Untuk menjadi sebuah kendaraan umum, kata Budi ada beberapa prinsip yang harus dipahami.
“Pertama, kendaraan. Moda transportasi angkutan umum harus menggunakan kendaraan angkutan umum. Apakah odong – odong sebagai angkutan umum? Jawaban pasti bukan, karena dari aspek persyaratan teknis dan laik jalan, jauh dari aspek keamanan & keselamatan,” ungkap Budi dalam pesan tertulis, Jumat (1/11/2019).
Bahkan, kata Budi, odong-odong yang dimodifikasi terlihat asal- asalan, karena tidak melalui uji tipe dan uji berkala, sehingga tidak memenuhi persyaratan lainnya sebagai kendaraan angkutan umum.
Prinsip kedua, kata Budi adalah sang pengemudi. Seperti aturan undang-undang, pengemudi harus menggunakan SIM umum.
“Bagaimana dengan fakta pengemudi odong – odong, pada umumnya menggunakan SIM C atau belum umum. Padahal SIM adalah bukti legitimasi kompetensi seseorang untuk mengemudikan kendaraan sesuai golongan,” ucapnya.
Lalu jika terjadi kecelakaan, kata Budi, karena odong-odong bukan klasifikasi kendaraan angkutan umum berarti, back up asuransi tidak ada.
Bahkan dampak lain apabila terjadi kecelakaan lalu lintas, tidak ada instansi atau lembaga yang buck up asuransi.
Ketiga prinsipnya soal penyelenggara angkutan umum. Sesuai dengan undang-undang, bahwa sebagai penyelenggara angkutan umum harus berbadan hukum.

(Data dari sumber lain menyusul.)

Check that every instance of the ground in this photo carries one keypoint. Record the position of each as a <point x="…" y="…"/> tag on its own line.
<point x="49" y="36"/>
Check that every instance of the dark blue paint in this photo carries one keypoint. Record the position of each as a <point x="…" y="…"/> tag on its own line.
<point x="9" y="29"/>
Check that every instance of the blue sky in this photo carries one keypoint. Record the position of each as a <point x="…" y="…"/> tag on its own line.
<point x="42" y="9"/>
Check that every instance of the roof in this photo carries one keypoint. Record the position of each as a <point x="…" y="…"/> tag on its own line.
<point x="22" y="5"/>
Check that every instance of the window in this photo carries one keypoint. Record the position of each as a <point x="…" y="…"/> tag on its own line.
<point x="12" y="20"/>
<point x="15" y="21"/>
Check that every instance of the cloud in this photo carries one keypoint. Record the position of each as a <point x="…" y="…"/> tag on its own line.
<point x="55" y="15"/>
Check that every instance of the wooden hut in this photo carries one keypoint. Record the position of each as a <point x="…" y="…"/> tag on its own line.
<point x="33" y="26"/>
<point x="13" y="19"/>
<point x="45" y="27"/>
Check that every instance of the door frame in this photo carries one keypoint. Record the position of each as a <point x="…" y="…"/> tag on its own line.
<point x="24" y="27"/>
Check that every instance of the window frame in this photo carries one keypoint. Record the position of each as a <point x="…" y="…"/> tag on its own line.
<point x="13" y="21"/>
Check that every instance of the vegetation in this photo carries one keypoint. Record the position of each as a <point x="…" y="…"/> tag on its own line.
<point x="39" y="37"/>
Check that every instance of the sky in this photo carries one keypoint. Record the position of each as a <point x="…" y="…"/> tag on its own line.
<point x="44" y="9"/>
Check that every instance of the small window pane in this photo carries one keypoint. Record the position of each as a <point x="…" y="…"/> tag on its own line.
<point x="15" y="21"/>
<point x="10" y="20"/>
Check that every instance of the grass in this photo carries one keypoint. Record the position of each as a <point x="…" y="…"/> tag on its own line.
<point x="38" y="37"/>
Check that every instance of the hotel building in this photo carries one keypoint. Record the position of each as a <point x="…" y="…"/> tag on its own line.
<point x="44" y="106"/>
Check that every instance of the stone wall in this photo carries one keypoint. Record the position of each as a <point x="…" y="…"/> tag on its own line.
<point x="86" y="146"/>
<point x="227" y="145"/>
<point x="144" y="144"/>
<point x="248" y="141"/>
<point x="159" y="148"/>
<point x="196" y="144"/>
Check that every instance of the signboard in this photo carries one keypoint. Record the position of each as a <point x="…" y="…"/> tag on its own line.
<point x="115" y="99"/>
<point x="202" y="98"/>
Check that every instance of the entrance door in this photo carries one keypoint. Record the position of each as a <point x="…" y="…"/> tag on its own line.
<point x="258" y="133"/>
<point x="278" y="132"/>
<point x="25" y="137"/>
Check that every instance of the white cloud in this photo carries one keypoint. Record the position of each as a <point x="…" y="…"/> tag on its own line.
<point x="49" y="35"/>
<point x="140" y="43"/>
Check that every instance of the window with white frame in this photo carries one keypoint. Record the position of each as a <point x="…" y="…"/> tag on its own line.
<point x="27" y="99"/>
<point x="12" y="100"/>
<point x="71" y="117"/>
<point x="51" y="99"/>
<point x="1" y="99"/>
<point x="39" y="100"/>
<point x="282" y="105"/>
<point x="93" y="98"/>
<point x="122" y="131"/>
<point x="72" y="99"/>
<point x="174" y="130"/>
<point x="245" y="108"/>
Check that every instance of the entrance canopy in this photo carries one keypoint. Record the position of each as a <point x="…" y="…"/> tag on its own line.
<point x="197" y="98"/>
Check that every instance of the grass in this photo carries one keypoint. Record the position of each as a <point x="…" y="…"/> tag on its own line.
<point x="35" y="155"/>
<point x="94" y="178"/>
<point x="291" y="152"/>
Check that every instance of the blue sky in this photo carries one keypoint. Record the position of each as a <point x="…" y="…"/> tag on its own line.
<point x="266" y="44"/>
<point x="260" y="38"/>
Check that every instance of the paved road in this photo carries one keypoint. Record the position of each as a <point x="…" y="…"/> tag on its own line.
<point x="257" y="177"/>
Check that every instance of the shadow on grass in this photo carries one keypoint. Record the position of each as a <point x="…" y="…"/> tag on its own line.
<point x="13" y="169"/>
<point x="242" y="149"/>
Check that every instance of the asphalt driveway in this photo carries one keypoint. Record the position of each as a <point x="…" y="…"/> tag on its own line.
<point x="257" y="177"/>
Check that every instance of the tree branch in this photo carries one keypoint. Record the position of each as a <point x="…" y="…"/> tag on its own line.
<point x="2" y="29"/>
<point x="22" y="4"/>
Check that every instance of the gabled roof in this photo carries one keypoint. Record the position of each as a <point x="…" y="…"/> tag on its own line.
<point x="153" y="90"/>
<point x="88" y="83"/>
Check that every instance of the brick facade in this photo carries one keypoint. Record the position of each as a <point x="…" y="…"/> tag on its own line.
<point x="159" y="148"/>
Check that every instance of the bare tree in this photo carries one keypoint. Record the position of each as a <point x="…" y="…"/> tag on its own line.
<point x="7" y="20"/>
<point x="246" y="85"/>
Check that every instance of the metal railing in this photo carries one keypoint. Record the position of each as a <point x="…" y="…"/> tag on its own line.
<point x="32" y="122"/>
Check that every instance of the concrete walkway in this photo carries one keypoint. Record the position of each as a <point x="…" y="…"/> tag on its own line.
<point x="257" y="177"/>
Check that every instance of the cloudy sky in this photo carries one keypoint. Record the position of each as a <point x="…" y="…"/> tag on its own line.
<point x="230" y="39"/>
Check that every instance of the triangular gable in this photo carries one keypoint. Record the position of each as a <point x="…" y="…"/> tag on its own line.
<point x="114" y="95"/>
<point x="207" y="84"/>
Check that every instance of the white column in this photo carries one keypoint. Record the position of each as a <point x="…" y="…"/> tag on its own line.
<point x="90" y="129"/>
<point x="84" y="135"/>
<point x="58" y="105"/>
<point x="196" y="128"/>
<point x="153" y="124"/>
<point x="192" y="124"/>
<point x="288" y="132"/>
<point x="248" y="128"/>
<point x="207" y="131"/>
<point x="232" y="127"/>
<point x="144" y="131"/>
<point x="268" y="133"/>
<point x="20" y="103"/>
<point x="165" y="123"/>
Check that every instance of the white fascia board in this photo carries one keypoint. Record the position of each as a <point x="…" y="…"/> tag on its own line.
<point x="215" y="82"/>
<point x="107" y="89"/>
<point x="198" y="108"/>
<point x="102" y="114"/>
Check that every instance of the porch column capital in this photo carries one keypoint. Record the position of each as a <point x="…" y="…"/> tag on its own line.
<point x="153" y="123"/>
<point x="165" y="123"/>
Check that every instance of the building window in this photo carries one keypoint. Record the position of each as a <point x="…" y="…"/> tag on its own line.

“Bagaimana dengan odong-odong? Pada umumnya pemiliknya perorangan,” kata Budi.
Oleh karena itu, Budi menuturkan, dari persyaratan secara umum, ong- odong bukan kendaraan angkutan umum karena tidak memenuhi persyaratan angkutan umum, baik dari Jenis atau tipe kendaraan, pengemudi maupun penyelenggaranya.
“Melihat kejadian seperti ini menjadi tanggung jawab bersama, lebih khusus para pemangku kepentingan yang bertanggung jawab dibidang lalu lintas dan angkutan jalan untuk mengambil langkah proaktif sebelum terjadi hal- hal yang tidak kita inginkan Bersama,” tutup Budi. (Her)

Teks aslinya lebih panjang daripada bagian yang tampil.